Monday, April 23, 2007

on coldness

I wish I could of willed myself to read further last night, into some obscure novel. Vonnegut's words were potent, and interesting; but the fatigue brought on by the freezing night and the previous early morning conversation put me into a sort of hibernation to last for 9 hours. This sleep was enough to make one question his existence. I didn't register myself, had no conception of my personhood; had forgot that an "I" even existed.

Luckily, my energy carried through. I did exist, and continue to. My senses were aware enough to be disturbed by the pale sun reflecting off of the snow and ice outside. The beams of light refracted into my window where I was suddenly aware of energy and life that had not been there the night before.

It is an amazing thing to see the dead revived.

However, it is still cold. My nose and toes grow numb at the lack of circulation brought on by slow moving atoms. I find it barbaric, and unsettling that the senses, of the persons, of this planet can be subjected to such things as tempature. It would seem a silly reason to die. The reality itself is harsh.

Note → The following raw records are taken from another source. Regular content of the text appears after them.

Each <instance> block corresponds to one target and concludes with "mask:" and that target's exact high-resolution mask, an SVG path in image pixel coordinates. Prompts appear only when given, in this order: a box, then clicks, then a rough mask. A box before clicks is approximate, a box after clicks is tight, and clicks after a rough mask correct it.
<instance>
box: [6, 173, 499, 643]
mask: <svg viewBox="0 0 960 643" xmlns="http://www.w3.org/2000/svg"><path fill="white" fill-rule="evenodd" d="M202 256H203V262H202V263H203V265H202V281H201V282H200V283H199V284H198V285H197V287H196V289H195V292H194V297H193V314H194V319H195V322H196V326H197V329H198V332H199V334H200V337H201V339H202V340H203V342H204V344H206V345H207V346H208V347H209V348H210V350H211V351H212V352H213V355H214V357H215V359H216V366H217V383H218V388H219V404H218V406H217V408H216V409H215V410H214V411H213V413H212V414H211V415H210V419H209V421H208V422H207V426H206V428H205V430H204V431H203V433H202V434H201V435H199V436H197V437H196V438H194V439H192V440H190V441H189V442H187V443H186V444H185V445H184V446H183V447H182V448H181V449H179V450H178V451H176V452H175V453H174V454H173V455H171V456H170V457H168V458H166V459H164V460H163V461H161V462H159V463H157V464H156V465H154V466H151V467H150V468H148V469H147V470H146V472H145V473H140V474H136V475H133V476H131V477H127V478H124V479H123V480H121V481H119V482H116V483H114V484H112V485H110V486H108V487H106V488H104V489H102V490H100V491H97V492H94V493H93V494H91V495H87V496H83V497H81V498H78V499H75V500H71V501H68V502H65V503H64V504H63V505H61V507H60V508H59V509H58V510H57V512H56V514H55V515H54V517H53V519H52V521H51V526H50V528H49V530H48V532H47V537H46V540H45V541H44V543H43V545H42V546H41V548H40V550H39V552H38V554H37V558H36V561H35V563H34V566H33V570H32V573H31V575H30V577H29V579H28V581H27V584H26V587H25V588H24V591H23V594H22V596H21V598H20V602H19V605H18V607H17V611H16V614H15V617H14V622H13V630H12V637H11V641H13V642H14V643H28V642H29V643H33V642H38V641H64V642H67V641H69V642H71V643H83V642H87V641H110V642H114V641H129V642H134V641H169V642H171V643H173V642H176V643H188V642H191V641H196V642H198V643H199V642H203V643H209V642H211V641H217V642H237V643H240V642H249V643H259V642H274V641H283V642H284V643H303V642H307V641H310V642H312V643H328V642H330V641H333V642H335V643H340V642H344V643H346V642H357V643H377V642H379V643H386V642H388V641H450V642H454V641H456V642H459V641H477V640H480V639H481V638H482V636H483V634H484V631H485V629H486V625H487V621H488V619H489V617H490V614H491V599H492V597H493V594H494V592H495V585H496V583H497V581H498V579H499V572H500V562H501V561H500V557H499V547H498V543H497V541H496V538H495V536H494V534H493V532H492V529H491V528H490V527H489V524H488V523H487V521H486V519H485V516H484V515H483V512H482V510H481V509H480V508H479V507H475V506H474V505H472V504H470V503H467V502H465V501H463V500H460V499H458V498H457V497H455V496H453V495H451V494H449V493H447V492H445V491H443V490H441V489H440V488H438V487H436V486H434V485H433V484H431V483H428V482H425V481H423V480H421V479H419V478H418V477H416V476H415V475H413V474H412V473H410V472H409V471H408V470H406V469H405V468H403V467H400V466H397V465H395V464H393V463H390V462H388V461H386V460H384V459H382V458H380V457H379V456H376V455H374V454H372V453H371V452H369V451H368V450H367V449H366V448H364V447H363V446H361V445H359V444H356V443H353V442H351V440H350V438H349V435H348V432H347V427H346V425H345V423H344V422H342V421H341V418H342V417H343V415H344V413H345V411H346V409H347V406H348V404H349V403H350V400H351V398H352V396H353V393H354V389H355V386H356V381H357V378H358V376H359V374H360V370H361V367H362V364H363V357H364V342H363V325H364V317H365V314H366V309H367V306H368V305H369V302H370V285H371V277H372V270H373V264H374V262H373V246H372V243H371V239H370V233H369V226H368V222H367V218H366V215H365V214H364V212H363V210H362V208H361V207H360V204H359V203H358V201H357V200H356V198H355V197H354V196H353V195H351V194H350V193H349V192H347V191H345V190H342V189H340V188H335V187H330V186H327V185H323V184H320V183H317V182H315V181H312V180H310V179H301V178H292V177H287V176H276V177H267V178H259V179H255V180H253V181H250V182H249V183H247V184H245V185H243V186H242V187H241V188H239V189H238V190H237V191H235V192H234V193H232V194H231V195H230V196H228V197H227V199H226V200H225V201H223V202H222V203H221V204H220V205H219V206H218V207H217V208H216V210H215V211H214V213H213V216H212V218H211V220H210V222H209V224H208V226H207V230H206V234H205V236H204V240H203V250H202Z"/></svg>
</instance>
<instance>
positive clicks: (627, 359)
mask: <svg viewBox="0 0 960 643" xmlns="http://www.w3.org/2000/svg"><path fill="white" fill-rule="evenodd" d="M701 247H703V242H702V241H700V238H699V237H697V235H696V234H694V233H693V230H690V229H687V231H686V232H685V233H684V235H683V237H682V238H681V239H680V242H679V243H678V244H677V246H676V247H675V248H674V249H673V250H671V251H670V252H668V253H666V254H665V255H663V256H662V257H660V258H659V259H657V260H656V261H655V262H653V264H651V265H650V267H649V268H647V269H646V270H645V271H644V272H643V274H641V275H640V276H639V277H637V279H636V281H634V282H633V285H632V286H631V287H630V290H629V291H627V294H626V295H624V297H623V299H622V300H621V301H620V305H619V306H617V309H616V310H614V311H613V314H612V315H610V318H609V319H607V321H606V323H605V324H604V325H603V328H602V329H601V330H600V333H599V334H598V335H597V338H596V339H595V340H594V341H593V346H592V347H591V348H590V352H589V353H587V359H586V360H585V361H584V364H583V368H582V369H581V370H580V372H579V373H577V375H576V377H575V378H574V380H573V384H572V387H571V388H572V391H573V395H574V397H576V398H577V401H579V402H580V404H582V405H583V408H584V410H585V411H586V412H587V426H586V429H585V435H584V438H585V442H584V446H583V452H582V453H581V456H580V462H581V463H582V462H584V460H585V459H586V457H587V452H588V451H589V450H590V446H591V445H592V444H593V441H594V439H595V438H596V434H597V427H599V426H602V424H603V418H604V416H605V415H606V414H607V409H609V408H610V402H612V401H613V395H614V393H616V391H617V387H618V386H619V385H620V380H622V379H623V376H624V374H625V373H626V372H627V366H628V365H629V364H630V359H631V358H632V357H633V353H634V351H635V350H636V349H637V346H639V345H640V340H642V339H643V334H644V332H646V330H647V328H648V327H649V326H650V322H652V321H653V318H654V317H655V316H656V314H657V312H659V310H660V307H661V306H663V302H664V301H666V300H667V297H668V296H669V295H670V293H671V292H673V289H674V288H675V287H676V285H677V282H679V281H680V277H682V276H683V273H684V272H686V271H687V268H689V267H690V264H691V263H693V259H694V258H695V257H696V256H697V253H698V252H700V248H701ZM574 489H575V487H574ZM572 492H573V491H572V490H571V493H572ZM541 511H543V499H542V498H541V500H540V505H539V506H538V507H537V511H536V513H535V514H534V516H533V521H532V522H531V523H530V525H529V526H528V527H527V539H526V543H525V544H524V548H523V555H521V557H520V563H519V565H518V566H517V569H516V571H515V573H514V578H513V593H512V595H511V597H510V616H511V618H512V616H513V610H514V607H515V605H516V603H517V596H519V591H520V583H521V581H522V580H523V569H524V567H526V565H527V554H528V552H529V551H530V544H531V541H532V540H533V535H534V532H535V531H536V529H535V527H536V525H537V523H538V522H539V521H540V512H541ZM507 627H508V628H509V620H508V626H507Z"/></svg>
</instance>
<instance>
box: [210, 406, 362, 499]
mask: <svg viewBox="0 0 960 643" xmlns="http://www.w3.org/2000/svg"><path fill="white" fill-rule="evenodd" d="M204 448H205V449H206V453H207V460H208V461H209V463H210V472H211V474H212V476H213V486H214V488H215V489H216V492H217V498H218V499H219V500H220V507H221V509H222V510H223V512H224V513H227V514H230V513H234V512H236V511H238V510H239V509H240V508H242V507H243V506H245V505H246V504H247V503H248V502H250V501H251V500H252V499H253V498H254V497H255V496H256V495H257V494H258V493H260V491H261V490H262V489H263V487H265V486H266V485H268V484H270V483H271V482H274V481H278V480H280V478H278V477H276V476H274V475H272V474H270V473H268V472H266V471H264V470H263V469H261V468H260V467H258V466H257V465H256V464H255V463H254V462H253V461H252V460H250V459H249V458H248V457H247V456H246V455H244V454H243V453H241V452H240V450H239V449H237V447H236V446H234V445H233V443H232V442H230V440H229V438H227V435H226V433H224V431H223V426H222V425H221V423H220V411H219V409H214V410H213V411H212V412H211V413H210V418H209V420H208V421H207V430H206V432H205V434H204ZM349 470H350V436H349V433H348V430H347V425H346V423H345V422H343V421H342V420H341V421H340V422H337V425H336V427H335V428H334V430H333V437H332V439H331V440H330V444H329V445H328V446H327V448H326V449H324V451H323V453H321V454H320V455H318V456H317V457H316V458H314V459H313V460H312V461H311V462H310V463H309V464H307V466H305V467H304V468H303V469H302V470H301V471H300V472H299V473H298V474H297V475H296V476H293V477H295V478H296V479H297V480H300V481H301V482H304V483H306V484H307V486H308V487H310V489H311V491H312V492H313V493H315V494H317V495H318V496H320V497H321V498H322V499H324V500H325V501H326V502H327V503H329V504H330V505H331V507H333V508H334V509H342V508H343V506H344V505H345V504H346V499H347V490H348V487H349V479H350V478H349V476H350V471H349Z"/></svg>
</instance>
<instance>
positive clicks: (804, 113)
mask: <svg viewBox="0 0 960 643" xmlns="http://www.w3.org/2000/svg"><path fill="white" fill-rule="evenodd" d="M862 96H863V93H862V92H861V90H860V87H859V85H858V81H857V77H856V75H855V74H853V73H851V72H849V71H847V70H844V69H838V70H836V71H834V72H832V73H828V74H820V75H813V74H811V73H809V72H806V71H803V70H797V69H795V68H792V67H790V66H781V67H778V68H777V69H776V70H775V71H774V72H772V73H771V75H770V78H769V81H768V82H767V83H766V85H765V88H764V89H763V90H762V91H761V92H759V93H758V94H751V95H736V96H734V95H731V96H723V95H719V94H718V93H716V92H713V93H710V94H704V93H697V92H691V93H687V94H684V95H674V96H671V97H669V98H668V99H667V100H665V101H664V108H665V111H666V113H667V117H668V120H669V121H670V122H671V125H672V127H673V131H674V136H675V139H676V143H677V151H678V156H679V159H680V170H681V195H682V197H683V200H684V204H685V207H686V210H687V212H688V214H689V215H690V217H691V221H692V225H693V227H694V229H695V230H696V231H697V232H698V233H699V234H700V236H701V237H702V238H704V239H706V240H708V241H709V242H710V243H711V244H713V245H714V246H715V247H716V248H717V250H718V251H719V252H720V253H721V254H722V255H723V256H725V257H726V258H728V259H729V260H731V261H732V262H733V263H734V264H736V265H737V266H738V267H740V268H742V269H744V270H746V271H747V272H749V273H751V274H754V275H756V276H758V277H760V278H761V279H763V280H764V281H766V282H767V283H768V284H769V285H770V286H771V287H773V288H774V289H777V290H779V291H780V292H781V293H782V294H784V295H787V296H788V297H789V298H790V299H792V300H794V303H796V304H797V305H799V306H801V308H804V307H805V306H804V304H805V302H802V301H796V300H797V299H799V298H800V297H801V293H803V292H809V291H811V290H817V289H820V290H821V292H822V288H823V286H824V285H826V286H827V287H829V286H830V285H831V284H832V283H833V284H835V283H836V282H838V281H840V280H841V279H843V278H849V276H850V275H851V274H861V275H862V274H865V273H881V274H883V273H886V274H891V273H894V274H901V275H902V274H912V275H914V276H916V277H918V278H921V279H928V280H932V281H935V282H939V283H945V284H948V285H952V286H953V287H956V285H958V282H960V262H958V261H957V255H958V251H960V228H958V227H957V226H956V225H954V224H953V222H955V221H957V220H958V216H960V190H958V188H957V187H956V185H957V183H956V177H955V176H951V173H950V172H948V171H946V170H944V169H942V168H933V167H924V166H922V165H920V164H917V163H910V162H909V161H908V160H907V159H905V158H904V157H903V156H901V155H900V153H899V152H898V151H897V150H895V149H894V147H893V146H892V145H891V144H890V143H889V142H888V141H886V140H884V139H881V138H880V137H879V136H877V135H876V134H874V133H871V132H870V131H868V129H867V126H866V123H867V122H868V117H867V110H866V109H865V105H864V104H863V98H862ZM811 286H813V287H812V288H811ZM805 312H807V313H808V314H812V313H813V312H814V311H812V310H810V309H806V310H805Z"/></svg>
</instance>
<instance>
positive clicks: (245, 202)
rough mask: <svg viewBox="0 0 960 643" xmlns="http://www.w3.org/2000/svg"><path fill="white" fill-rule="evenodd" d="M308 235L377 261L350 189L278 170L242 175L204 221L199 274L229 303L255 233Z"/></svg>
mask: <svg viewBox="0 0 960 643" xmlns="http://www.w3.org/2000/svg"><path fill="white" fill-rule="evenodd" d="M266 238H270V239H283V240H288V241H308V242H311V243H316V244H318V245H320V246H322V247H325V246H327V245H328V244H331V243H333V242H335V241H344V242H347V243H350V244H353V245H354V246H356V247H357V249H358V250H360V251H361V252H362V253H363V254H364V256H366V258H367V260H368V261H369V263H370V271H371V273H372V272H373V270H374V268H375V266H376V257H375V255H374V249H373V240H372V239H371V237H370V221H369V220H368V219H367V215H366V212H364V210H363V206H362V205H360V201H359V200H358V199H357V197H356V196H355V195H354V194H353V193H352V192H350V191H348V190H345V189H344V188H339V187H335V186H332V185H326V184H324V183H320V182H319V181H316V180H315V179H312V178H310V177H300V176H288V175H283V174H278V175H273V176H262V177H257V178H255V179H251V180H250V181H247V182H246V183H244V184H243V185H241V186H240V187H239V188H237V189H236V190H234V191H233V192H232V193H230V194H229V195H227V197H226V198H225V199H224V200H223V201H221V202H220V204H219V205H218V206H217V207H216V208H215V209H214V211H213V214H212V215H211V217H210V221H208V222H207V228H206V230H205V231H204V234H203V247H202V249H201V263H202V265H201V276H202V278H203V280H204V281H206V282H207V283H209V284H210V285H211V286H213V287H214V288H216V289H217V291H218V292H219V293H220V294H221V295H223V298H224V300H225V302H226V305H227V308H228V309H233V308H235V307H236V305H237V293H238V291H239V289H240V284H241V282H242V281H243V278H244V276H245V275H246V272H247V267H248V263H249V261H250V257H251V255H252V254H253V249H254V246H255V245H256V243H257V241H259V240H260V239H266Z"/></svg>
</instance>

There are sometimes where I feel I've engendered a person who is not me. The choices I've made with this person, this body, are seperate from who I am. But then I realize the fallaciousness of this claim. So I modify my thoughts to go something along the lines of, "sometimes I feel I've engendered a person that I did not want to become." Yet, I realize that I don't believe I'm capable of becoming any other than what I've wanted.

So I choose to no longer think on the subject.

It's still cold. But the sun, and the energy found therein, work dilligently to mitigate the position of this planet. Today it is someone else's turn to be warm. Soon it will be mine, and someone else will be cold. For now I will use my own energy more. I will dress warmer and fuel the air in which I live with artificial heat. I will also realize that energy is no good determiner of personhood; nor is it a worthy pursuit. But it is reality, and without it it is cold; and I hate being cold.

In the end though, I can wait. Because I realize it all comes down to position. It only matters how close to the sun we are. Things will change; my window will be open again and my feet will be bare.

This creature of energy will find his supply, and his direction. Because it is all about position; and I'm ready to move.